An important thing to look for are changes in amino acids that are different in charge. An amino acid can have polar, non-polar, negative, positive and neutral properties. If a mutation causes an polar amino acid to change to a non-polar amino acid, this may affect the final protein structure by changing its overall biochemical properties. This type of change is called a nonsynoymous change. In evolution, these types of changes have resulted in countless gain of function mutations, where all the sudden a new protein acts in the organism and may help drive evolution (if it offers some evolutionary advantage). One fascinating example of this is the FOXP2 gene in humans which helped human language to develop. 

As an exercise, you can try to look for some of these nonsynonymous changes above. For instance, a lysine (+) to a glutamate (-) change might alter how the final protein acts in the body.

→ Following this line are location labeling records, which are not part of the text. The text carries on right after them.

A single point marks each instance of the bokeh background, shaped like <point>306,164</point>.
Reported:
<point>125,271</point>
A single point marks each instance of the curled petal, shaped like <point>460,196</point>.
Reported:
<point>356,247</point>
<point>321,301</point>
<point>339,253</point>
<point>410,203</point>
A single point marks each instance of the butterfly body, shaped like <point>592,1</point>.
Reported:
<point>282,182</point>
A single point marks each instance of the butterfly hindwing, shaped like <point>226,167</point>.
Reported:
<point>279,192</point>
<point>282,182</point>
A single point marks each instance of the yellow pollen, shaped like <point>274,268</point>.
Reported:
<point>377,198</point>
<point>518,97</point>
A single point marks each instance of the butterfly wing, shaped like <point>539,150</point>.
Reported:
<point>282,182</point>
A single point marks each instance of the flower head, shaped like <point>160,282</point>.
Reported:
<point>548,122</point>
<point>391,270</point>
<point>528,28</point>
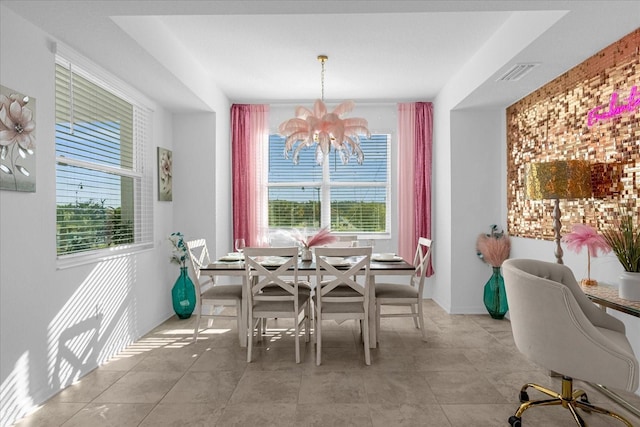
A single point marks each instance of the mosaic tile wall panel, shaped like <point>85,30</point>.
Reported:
<point>552,124</point>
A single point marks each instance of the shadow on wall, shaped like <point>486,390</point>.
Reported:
<point>96,322</point>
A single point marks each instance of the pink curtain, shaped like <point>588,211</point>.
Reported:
<point>249,151</point>
<point>415,141</point>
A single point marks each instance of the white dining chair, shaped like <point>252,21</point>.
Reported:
<point>407,295</point>
<point>342,291</point>
<point>275,291</point>
<point>208,292</point>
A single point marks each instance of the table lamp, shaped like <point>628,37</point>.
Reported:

UC-Davis Chemwiki. (2014).

You can also access statistics on how many amino acids match. In this case, there is 95% similarity between these two genes. This appears to be a highly conserved gene between rat and chicken. However, that 5% of difference may result in noticeable differences in the final protein structure. For instance, if there are many more negatively charged amino acids added, it can affect the way the overall protein folds or is shaped.

In the figure above, rat is the first line and chicken is the second line. The | lines inbetween denote where there is a perfect match between them. With 95% of the amino acids identical, the inference is that this gene is important, and so a selective pressure exists to keep it in the gene pool. 

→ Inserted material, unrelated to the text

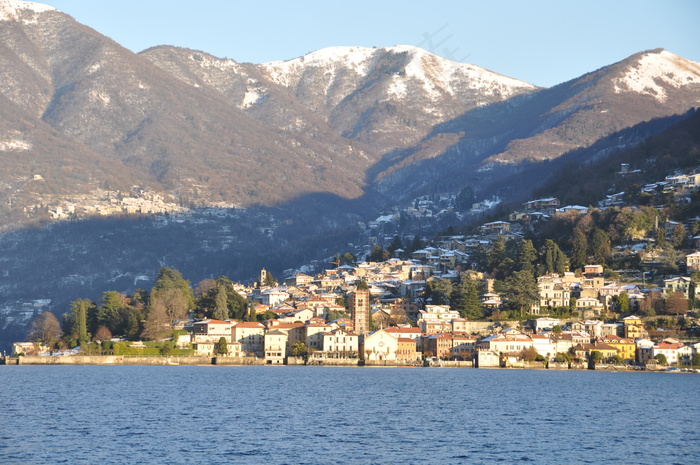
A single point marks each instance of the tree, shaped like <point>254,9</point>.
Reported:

For instance, if a mutation occurs that alters the protein, it may have huge consequences that affect fitness, ie if an truncated protein is produced that happens to create a disease (like in Cystic fibrosis), or perhaps this gene is necessary for proper development and embryos that don't have a normal copy die before they're born. The fact that a gene is highly conserved suggests that it has an important function.
There is another tool I like to use when comparing genes between species: The USCS Genome Browser. If you do a Blat search for one sequence, you can see if it shares homology with genes in other species.

This gives a visual of the alignment and allows you to see what the gene structure looks like in other species. In this case, the gene is highly similar in human, rat and chicken.